Dass sich die Branche im Aufwärtstrend befindet, zeigte zuletzt auch eine IHK-Konjunkturumfrage für Baden-Württemberg. Demnach verbesserte sich das Geschäftsklima in der Gesundheitswirtschaft im Vergleich zum Vorjahr um 14 Punkte auf 143 Zähler und liegt damit "noch einmal deutlich über dem ohnehin guten Schnitt aller Branchen in Baden-Württemberg". Allerdings ist die Stimmung nicht völlig ungetrübt: Kopfzerbrechen bereiten den Unternehmen wirtschaftspolitische Weichenstellungen in Kombination mit dem bereits bestehenden Fachkräftemangel.

"Anstatt den Problemen des demografischen Wandels entgegenzuwirken, setzt die Politik eher Anreize für ältere Mitarbeiter, wieder früher in Rente zu gehen.

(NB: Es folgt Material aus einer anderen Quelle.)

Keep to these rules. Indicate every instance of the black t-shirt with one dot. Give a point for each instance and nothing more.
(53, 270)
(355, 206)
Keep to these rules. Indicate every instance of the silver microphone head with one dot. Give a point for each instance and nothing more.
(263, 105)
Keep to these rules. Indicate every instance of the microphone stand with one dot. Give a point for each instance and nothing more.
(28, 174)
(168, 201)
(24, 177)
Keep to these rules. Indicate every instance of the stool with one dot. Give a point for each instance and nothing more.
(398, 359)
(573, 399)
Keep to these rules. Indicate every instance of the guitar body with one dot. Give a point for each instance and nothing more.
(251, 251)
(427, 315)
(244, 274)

Diese Arbeitskräfte werden jedoch in den Unternehmen dringend gebraucht - und das nicht nur im Gesundheitssektor", heißt es bei den baden-württembergischen IHK. In der Tat spielt das Thema Mitarbeiter für die Branche eine zentrale Rolle - sie ist nach Angaben der IHK Rhein-Neckar der beschäftigungsstärkste Wirtschaftszweig in der Region.

Die starke Stellung erklärt sich unter anderem aus den Universitätskliniken in Mannheim und Heidelberg, die ein wichtiger Anker für die Gesundheitswirtschaft sind. Ein anschauliches Beispiel dafür bietet die Gesundheits-Sparte von Siemens. Der Mannheimer Standort lieferte zu Beginn des Jahres einen neuen Computertomographen an das Mannheimer Universitätsklinikum. Geschätzter Preis: mindestens eine Million Euro. Siemens profitiere davon, dass die Region ein international renommierter Medizinstandort sei, teilte der Konzern damals mit.

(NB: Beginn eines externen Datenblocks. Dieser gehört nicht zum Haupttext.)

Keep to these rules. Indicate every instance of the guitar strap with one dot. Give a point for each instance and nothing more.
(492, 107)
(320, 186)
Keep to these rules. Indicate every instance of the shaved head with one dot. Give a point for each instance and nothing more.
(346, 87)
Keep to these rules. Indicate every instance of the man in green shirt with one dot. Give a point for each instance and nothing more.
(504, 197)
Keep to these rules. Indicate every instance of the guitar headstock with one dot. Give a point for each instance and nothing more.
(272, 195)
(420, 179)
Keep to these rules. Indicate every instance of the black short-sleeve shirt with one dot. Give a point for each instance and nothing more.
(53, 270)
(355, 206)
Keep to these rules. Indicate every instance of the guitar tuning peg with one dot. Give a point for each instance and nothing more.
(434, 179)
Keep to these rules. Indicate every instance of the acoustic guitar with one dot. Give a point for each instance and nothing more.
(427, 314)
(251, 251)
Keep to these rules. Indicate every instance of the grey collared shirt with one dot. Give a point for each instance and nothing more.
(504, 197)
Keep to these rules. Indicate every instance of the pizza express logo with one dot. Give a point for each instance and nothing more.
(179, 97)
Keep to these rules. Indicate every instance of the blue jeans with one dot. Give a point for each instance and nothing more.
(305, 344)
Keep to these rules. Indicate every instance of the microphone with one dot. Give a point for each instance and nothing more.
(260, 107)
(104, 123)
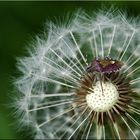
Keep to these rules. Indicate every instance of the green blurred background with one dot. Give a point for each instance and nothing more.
(19, 23)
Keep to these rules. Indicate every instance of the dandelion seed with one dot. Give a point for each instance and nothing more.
(83, 80)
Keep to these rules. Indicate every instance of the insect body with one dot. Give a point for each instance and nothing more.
(107, 65)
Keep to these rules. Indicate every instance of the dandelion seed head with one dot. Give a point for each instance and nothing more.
(101, 101)
(59, 99)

Das in der Region traditionell sehr gute Verhältnis zwischen Wissenschaft und Unternehmen drückt sich aber nicht nur in kostspieligen Großaufträgen aus. So hat die Wirtschaftsförderung der Stadt Mannheim das Cluster Medizintechnologie ins Leben gerufen - als zweiten Schwerpunkt neben der Kultur- und Kreativwirtschaft.

Eine Studie der Beratungsunternehmen Roland Berger und ExperConsult hatte 2009 herausgefunden, dass diese Sparte in Mannheim hohes Wachstumspotenzial aufweist. Die Experten bezifferten die mögliche zusätzliche Wertschöpfung des Sektors auf 136 Millionen Euro. Zusätzlich sahen sie in der Medizintechnik Potenzial für 2000 neue Arbeitsplätze in Mannheim.

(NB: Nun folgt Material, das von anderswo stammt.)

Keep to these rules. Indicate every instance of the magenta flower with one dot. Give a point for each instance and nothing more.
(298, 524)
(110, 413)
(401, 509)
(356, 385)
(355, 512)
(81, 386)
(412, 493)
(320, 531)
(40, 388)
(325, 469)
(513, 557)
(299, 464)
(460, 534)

Einen wichtigen Baustein des Clusters brachte der Gemeinderat vor wenigen Wochen auf den Weg. Die Stadt beantragt nach einem entsprechenden Beschluss im Rahmen eines Landeswettbewerbs EU-Mittel für ein "Business Development Center" (BDC). Dieses soll erster und wichtigster Baustein eines Medizintechnologie-Campus' werden, der Platz für Unternehmen und Forschungseinrichtungen bieten soll. "Das ist ein zentrales Projekt für die wirtschaftspolitische Entwicklung der Stadt und ein klares Bekenntnis zum Wissenschaftsstandort", kommentierte Oberbürgermeister Peter Kurz (SPD) den Beschluss. Falls das Vorhaben im Rahmen des Wettbewerbs als Leuchtturmprojekt ausgewählt wird, will die Stadt 17,7 Millionen Euro in den Bau des BDC investieren.

Neben die neue Einrichtung tritt ab Anfang 2015 zusätzlich das Gründer- und Kompetenzzentrum Cubex 41. Bis zu 24 neu gegründete Unternehmen (Start-ups) sollen sich hier einmal niederlassen. Auch im Cubex 41 ist die Nähe zwischen Wissenschaft und Wirtschaft groß: Dort soll unter anderem die Fraunhofer Projektgruppe für die Automatisierung in der Medizin und Biotechnologie arbeiten.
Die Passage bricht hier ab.